Not everyone is sold on Han's idea. Ben Shneiderman, a computer science professor at the University of Maryland and a founding director of the Human-Computer Interaction Lab, calls Han a "great showman" who has "opened the door to exciting possibilities."
But he doesn't think Han's technology would be suitable for a large-scale consumer product, nor as useful as a mouse on a large display. If you are standing in front of the screen, Shneiderman wonders, how would people behind you be able to see what you're doing?

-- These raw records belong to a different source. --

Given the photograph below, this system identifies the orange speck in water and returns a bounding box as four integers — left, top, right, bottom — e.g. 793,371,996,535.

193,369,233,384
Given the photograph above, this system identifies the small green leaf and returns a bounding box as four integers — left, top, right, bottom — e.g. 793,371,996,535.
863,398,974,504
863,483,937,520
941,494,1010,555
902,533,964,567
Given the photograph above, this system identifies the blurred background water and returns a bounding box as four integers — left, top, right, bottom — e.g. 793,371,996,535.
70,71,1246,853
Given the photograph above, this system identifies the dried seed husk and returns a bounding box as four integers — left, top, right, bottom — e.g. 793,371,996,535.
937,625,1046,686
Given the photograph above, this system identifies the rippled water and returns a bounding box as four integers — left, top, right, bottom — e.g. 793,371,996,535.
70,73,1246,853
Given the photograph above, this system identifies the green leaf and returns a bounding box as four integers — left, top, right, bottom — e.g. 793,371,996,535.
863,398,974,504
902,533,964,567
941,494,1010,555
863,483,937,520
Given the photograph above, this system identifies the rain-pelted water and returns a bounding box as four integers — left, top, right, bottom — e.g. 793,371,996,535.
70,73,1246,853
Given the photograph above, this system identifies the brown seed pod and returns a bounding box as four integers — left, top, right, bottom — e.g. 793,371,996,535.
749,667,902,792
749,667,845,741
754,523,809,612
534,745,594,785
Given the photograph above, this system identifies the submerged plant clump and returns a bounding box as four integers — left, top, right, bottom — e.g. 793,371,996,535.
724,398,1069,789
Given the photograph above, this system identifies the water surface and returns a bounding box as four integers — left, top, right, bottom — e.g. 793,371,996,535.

One way, Han counters, is for the demonstrator to simply move his ass out of the way. Another: Use a drafting-table display, as Han did at TED, and project the image on a wall-size screen.
But criticisms like these are a million light years from Han's mind. We're in his cluttered and cramped office at NYU. Books line a shelf, and a skein of wires unfurls across the floor. A computer circuit board is half taken apart (he stopped losing screws long ago), and a nearby whiteboard contains blueprints and sketches of the touch screen, plus a clever trick for hacking programming code.
Han is explaining why he formed Perceptive Pixel. "I want to create an environment where I can create technology, get it into the hands of someone to market it, and move on to other technologies so I can keep innovating," he says.
"I want to be a serial entrepreneur: Incubate an idea, get it to a good state, and make that an enabler to get to the next state. It's every researcher's fantasy."